Parallèlement, ce critère de l’adéquation du pouvoir et de l’efficacité de ce qui est tenté pour limiter la commission de crime nous permet également de refuser de nous satisfaire de certaines pseudo-tentatives d’interventions, manifestement insuffisantes compte tenu de la puissance de l’agent. Ainsi, un État qui aurait le pouvoir diplomatique de peser sur des parties d’un conflit commettant des crimes de guerre, voire qui aurait les moyens militaires de faire cesser rapidement tout abus et qui, à la place, se contenterait de lancer un appel au calme, ne pourrait légitimement se prévaloir sur la scène internationale d’une intervention. Parce qu’il peut bien plus et parce que cet appel au calme ne sera probablement d’aucune efficacité, on ne peut admettre ceci comme réelle tentative d’intervention. Par conséquent, n’importe quelle action n’est pas de nature, pour un agent, à valoir comme authentique tentative d’intervention et par suite à suspendre toute mise en cause de sa responsabilité. Encore une fois, il s’agit d’un ratio entre le pouvoir et les moyens employés. L’appel au calme, par exemple, n’est pas à ranger par nature dans les moyens insuffisants d’intervention. Lors d’une guerre de religion, par exemple, l’appel au calme des chefs religieux pourrait être efficace, et ce serait aussi l’arme la plus efficace dont pourraient disposer des pères spirituels désarmés. L’appel au calme dans ce cas-ci prendrait donc bien la mesure de la situation et des capacités d’intervention des acteurs.

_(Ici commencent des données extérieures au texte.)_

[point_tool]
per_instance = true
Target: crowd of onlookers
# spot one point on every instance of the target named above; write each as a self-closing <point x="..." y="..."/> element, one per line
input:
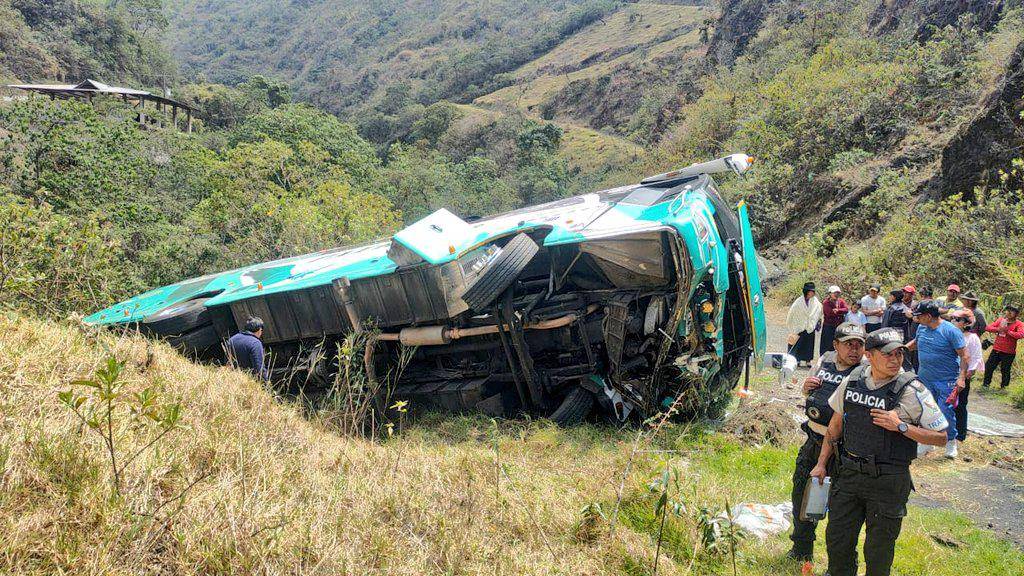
<point x="890" y="383"/>
<point x="952" y="329"/>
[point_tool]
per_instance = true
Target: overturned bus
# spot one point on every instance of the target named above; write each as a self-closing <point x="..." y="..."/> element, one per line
<point x="627" y="300"/>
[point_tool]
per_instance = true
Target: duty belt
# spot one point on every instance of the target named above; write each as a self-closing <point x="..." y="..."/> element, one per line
<point x="869" y="467"/>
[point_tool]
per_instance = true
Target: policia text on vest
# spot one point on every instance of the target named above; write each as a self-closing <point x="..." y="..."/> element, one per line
<point x="881" y="414"/>
<point x="826" y="377"/>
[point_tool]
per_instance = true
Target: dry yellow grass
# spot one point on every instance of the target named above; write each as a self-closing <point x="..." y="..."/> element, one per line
<point x="636" y="33"/>
<point x="284" y="495"/>
<point x="280" y="493"/>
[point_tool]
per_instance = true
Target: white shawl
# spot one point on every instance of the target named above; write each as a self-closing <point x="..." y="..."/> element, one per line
<point x="804" y="316"/>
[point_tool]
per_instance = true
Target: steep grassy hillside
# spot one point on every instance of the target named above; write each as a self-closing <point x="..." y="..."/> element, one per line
<point x="246" y="483"/>
<point x="612" y="57"/>
<point x="346" y="54"/>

Dès lors, le premier critère de la mise en cause, donc le premier pas vers une reconnaissance de responsabilité, réside dans le pouvoir de l’agent: est-ce que cette personne seule avait ou non le pouvoir d’interférer dans telle situation? Est-ce que cette ONG avait ou non le pouvoir de se faire entendre? Est-ce que tel petit État avait ou non une force militaire suffisante pour interveniret avait-il voix au chapitre sur la scène internationale? Ce premier critère, celui du

pouvoir, n’est bien sûr pas suffisant pour dégager des responsabilités et conclure à l’inverse que tout agent qui en a le pouvoir doit intervenir. L’établissement des responsabilités nécessite bien d’autres critères et soulève bien d’autres questions. Cependant, il permet de poser une première limite à la recherche des responsabilités pour non-intervention, que nous pourrions énoncer ainsi: tout témoin ne peut indifféremment être mis en question lorsqu’un crime de guerre est commis, sont écartés tous ceux qui, ratio fait du crime et de leur pouvoir propre, étaient dans l’incapacité d’empêcher – directement ou indirectement – la commission du crime sans prendre pour eux-mêmes des risques démesurés.